Through her extensive research into letters, reviews, and correspondence, Hudson also raises a central issue concerning Martin’s control of her own story. As Hudson states, the one thing that stayed intact throughout Martin’s life was “the structure of Martin’s disavowal” (39). Those disavowals included influences, friendships, and the role of Minimalism, unless, as Martin herself remarked, they were “strategically necessary.” Martin’s departure from New York was in part due to her disavowal of Minimalism, with which she was associated despite her self-proclaimed interest in the “expressive.” Hudson offers us a rigorous discussion around the question of influence, which Martin herself addressed, and which gives us a nuanced picture of the issues surrounding the expressive, the subjective, and the ego at play throughout Martin’s career. As Hudson succinctly states, “Martin’s level of technical refinement allows the viewer access to her own private experience without the artist standing in the way” (44). Martin’s interest in absence, in part attributable to her interest in Eastern philosophy, is a prominent and significant point Hudson underscores throughout the book.
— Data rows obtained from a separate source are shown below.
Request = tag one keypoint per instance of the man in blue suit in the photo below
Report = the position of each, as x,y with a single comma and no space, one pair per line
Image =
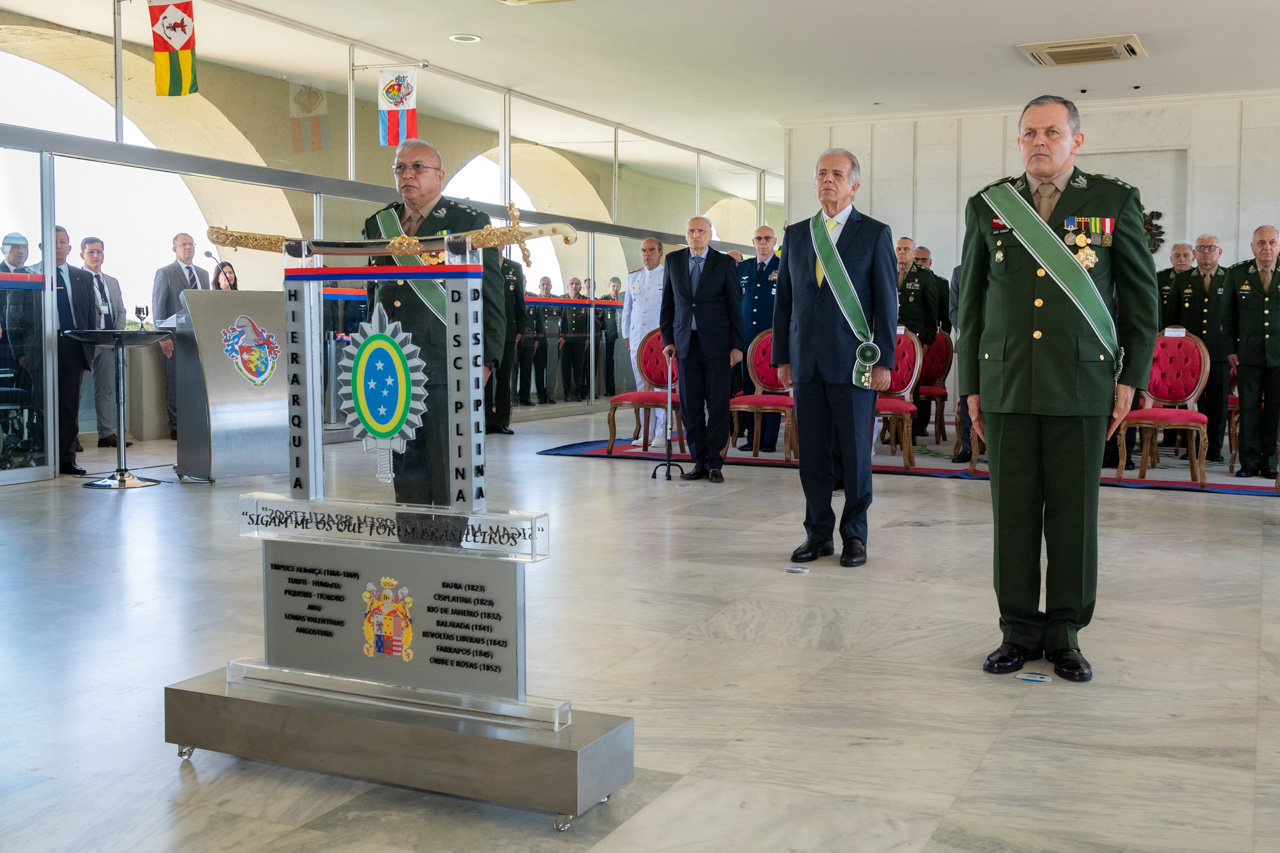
758,278
816,347
702,325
The acts of moving aside or looking below the surface are particularly evident in the complicated relationship Martin has to the landscape. Despite critical reception of the work as variously mapped to the landscape, Martin herself resisted such readings and instead insisted on the “beauty” that underlies the landscape or the “aesthetic system” that is primary to the work. As a case in point, Hudson describes the suite of thirty screen prints, On a Clear Day, begun in 1971 and exhibited in 1973, marking Martin’s return to art after her departure from New York in 1967. The suite of prints contains the clarity Martin wished to achieve in her works. Hudson makes an incisive comparison between the portfolio of prints and Night Sea in the sense that On a Clear Day achieved for Martin a sense of lucidity in relation to the subject of landscape. If Night Sea falls short of the achievement of On a Clear Day, it is only because that lucidity was still to come, or as Hudson poetically states, it existed on a “distant shore.”
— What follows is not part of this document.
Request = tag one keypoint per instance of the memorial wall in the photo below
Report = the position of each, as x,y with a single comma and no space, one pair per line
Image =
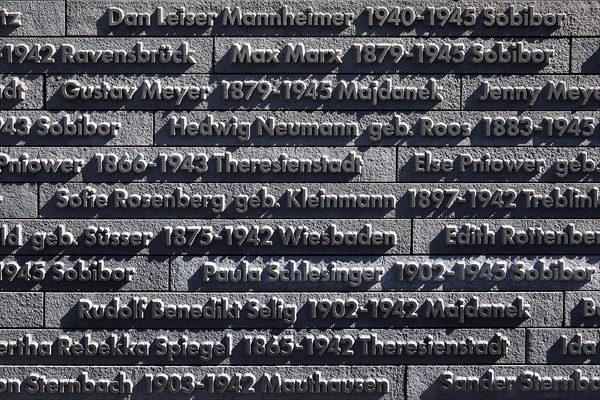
341,200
In the last chapter, Hudson concludes the book by addressing Martin’s consistent predilection for water as one of the many repetitions throughout the artist’s career. Not only are several of Martin’s paintings titled with water references, but her writings also include many references to water. Additionally, Hudson draws our attention to water in a text by Martin from 1966 in which she describes her ambition for her work as the challenge “to accept the necessity of the simple direct going into a field of vision as you would cross an empty beach to look at the ocean” (47). In this sense, Hudson proposes that Martin’s development is recursive, representing a loop more than a linear trajectory. Her career does not have a pinnacle, there is no single career narrative, and as Martin herself suggests, the first work is as good as the last. In some ways, we return as readers to the insight Hudson offers early on about Night Sea—that it is “wildly mutable”—in the same way, one might suggest, the undulations of Martin’s life and career are capricious. Hudson’s close readings of the painting and of the literature surrounding Martin does a great service by opening up a narrative not only of the artist but of the discipline of painting as well.